March Wrapup

By abzme

 

Ye Noble Knight of the Land of Knightbridge

Ye Noble Knight of the Land of Knightbridge

 

 

Last month I moved into my new apartment.  I bought a tv, and had it installed on the wall.  I bought a shoe rack for Starr’s shoes, and put up shelves in my bathroom.  I did my darnedest to get the place to be mine, though I had a basil plant that could not adapt to my new apartment, and the light in the bathroom, it seems, needs a cover.  It’s not Apartment 2, but hopefully with some love, care, and a little bit of elbow grease, it’ll be an oasis in the middle of Midtown.  

I have four neighbors.  Four.  That means if one dies, 25% of the buildings occupants were wiped out.  The hallway is clean, much cleaner than my old place with Jeff, and it kind of  feels like a doctors office.  For some reason when you walk up the stairs, there’s a point in the middle where a wave of heat hits you.  Very strange.  I’ve also noticed that my walls are hot in certain places.  The radiator is not hot, but the wall, in certain spots, is warm.  

My landlord is English -My checks go to Knightsbridge, LLC.  This makes me feel good because a landlord should be English by the sheer roots of the word.  They should make the best landlords.  But if not, at least I’ll know my getting screwed would be a sort of tradition.  Me and the other three tenants -Rodney, Girl-Who-Drinks-Upstairs, and Other Person would all drink at the local tavern and curse our Land’s Lord.  Then I’ll have that deep emotional connection to Feudal England that I’ve always yearned for.

Despite my connections to Verizon, I had to go with Time Warner cable.  They came at the inconvenient time of 12pm last Wednesday.  Their phone reps are assholes who try not to be assholes according to the rules of their Employee Behavior Manuals -This is the worst kind of asshole.  I hate Time Warner.  I hate them so much.  The other day they prank called me to say they were coming, but they really weren’t.  Then when it was time for them to come, they didn’t arrive til 15 minutes before 4pm.  Starr waited around all day for them and it nearly ruined Passover.  I hate you Time Warner.

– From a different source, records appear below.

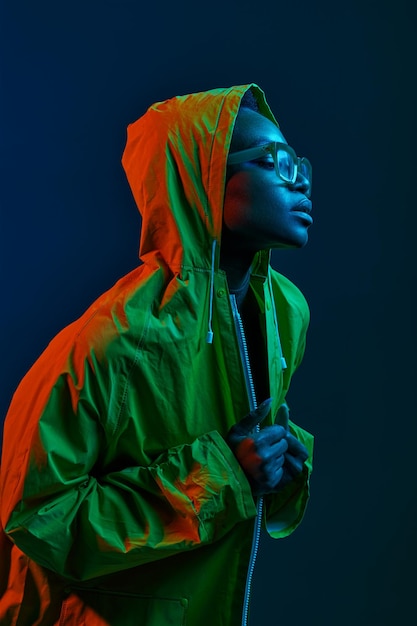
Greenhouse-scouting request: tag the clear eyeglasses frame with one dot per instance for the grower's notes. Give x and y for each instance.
(287, 163)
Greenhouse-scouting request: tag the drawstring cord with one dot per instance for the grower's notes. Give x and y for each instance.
(283, 361)
(209, 338)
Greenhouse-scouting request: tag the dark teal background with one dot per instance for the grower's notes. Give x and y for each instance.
(340, 78)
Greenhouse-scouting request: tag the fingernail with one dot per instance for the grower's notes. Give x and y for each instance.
(266, 404)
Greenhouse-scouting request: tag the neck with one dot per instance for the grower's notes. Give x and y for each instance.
(238, 272)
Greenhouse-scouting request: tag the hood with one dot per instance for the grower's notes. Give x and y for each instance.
(175, 161)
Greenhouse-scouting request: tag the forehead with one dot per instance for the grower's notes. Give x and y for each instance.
(252, 129)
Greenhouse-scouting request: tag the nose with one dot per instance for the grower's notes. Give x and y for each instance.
(302, 184)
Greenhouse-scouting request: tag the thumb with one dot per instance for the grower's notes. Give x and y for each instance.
(283, 416)
(248, 423)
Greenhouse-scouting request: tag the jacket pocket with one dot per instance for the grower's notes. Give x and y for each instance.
(100, 607)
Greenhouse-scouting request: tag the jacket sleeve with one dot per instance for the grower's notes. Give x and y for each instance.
(285, 510)
(69, 518)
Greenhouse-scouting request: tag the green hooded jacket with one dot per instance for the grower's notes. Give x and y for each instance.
(121, 503)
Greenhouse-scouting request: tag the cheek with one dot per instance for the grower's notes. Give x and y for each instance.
(237, 200)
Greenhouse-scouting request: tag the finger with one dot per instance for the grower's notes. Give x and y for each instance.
(282, 416)
(296, 448)
(248, 423)
(272, 450)
(270, 435)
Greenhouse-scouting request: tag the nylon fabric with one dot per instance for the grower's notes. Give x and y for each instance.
(119, 495)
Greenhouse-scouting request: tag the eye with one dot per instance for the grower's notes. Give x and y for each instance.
(265, 163)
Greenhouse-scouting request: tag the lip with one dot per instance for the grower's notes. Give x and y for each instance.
(303, 210)
(304, 206)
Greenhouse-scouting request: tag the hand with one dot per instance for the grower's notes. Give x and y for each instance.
(270, 458)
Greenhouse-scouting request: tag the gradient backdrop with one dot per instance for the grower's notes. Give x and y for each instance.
(340, 78)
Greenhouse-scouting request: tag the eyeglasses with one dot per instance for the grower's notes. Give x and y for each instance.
(287, 164)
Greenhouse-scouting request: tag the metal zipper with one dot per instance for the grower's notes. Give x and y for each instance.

My new apartment looks at an office building.  Dead on.  A big, huge skyscraper.  It sorta gives me vertigo sometimes because I’m looking at the offices and it could be the 3rd floor or it could be the 30th.  There are always people there (like tonight), working late.  I don’t care if they see me naked, or sittin’ on the couch.  Their office is so ugly.  My office has coats, but their office has cubicles.  That’s very cliche’.  I’ve been thinking about going over to the front desk and find out what they do there.